The Ginger Tree by Oswald Wynd

I’ve read this novel three or four times. My edition is published by Eland Publishing who were “founded in 1982 to revive great travel books which had fallen out of print”. They’ve since expanded their publications and state that they house an “unrivalled collection of books about the world and its societies. The titles explore the magic of our cultures, their humour, their common humanity and their inspiring differences”.

This book is written in diary and letter format, which works well for understanding the main character. Mary’s original naivety at the world provides a sharp contrast to the cunning folk around her. It provides a critical look at the expectations of British women to travel the world to marry a stranger in a far-flung part of the world and set up as a colonial couple. Mary Mackenzie sets out on the SS Mooldera, in the early 20th Century to meet up with her husband-to-be, Richard Collingsworth, who lives in Peking. They have a loveless marriage, where she tries to understand him he has no interest in her and has very set ways, for example setting up his army cot in the house to sleep in on his own. Despite the loveless marriage, Mary has a daughter with Richard, but when she takes a step towards grabbing a fleeting slice of happiness in her life, she finds herself propelled into a new life. She is shunned and discarded and even finds that her mother disowns her. She is left with no option but to leave her daughter with Richard, and she sets off for Tokyo.

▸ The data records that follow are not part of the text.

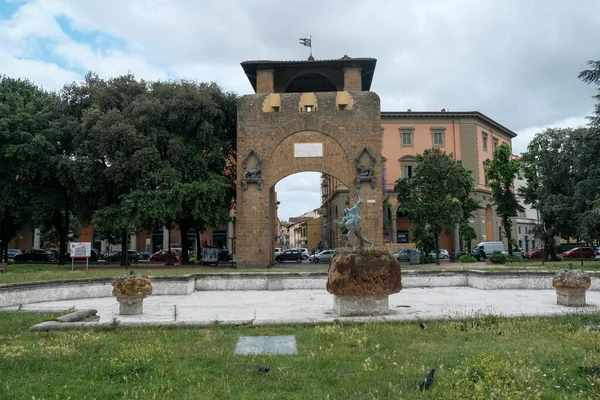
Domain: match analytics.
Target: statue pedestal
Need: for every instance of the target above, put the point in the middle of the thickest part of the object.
(361, 281)
(131, 305)
(571, 297)
(361, 305)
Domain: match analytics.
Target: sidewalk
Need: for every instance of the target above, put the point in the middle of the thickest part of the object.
(315, 306)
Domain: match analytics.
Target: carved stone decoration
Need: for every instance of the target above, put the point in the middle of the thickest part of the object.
(365, 168)
(252, 167)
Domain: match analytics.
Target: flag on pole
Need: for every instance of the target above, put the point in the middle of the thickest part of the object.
(306, 42)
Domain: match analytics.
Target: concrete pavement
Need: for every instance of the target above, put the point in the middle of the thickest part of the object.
(262, 307)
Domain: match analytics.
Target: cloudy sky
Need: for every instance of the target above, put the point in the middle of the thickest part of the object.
(515, 61)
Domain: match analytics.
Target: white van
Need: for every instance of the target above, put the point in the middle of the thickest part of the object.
(488, 248)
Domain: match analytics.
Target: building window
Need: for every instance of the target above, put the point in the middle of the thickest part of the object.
(437, 135)
(406, 136)
(407, 139)
(408, 164)
(485, 164)
(402, 237)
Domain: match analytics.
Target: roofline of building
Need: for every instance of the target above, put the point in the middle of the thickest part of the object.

It would be a spoiler to share the event/catalyst that led Mary to move to Tokyo. While she is free of the expectations of the expatriate community and her husband in Peking, Mary seems the perpetual outsider, which is inherently sad when it comes to a character so open-minded and sympathetic.

Oswald Wynd has written one of my favourite female characters. Mary navigates issues of gender inequality and an unfamiliar culture, and there’s a period in which she thrives in one aspect of her life, and despite her life continuing to be difficult she picks herself up after every setback.

The story takes place after the Boxer Rising in China, amidst the rumblings of the Russo-Japanese War. As the story progresses, further events affect Mary’s life, including World War Two.